Comments related to the choice of the parameters in the animation above:

This is a very simple example, but hopefully, it gives you an idea of how important is the choice of the initial parameters.

2 - Function with Multiple Minima

Now you can take a slightly more complicated example - a function in one variable, but with multiple minima. Such an example was shown in the videos, and you can plot the function with the following code:

plot_f([0.001, 2], [-6.3, 5], f_example_2, -6)
(<Figure size 800x400 with 1 Axes>, <AxesSubplot: xlabel='$x$', ylabel='$f$'>)
Figure

Function f_example_2 and its derivative dfdx_example_2 are pre-defined and uploaded into this notebook. At this stage, while you are mastering the optimization method, do not worry about the corresponding expressions, just concentrate on the gradient descent and the related parameters for now.

Use the following code to run gradient descent with the same learning_rate and num_iterations, but with a different starting point:

print("Gradient descent results")
print("Global minimum: x_min =", gradient_descent(dfdx_example_2, x=1.3, learning_rate=0.005, num_iterations=35)) 
print("Local minimum: x_min =", gradient_descent(dfdx_example_2, x=0.25, learning_rate=0.005, num_iterations=35)) 
Gradient descent results
Global minimum: x_min = 1.7751686214270586
Local minimum: x_min = 0.7585728671820583

The results are different. Both times the point did fall into one of the minima, but in the first run it was a global minimum, while in the second run it got “stuck” in a local one. To see the visualization of what is happening, run the code below. You can uncomment the lines to try different sets of parameters or click on the plot to choose the initial point (after the end of the animation).

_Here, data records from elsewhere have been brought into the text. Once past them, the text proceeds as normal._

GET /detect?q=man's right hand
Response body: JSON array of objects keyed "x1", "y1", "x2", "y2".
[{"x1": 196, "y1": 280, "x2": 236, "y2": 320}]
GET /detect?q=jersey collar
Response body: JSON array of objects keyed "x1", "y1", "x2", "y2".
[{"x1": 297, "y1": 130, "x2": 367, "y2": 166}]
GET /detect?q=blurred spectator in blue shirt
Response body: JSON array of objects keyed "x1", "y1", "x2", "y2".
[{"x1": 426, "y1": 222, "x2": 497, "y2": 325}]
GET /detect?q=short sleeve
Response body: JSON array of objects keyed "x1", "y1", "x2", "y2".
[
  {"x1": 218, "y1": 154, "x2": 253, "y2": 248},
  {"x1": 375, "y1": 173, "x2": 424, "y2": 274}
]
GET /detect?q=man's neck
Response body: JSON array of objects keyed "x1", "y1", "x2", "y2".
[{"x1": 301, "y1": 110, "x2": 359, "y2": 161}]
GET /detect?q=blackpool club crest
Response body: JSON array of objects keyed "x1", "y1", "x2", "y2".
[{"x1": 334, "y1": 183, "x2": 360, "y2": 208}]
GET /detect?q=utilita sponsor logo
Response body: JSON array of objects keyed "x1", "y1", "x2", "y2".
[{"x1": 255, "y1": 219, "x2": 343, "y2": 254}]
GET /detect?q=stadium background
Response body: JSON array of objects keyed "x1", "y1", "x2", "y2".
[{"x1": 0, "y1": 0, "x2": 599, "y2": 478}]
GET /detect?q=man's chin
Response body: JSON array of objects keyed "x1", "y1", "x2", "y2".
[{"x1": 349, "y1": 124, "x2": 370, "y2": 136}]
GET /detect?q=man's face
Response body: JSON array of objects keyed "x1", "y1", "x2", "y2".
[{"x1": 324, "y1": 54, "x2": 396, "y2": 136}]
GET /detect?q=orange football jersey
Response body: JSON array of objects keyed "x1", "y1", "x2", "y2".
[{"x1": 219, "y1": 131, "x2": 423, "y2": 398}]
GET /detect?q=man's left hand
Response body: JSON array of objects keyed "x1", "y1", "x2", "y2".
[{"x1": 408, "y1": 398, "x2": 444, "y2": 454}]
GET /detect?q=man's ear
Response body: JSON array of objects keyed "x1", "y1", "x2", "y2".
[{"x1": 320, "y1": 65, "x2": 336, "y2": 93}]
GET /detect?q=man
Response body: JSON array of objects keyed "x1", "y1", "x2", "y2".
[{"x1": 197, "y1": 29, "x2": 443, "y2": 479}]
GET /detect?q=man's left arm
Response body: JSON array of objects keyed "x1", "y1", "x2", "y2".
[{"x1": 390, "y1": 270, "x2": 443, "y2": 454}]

num_iterations = 35; learning_rate = 0.005; x_initial = 1.3
# num_iterations = 35; learning_rate = 0.005; x_initial = 0.25
# num_iterations = 35; learning_rate = 0.01; x_initial = 1.3

gd_example_2 = gradient_descent_one_variable([0.001, 2], [-6.3, 5], f_example_2, dfdx_example_2, 
                                      gradient_descent, num_iterations, learning_rate, x_initial, -6, [0.1, -0.5])
Figure

You can see that gradient descent method is robust - it allows you to optimize a function with a small number of calculations, but it has some drawbacks. The efficiency of the method depends a lot on the choice of the initial parameters, and it is a challenge in machine learning applications to choose the “right” set of parameters to train the model!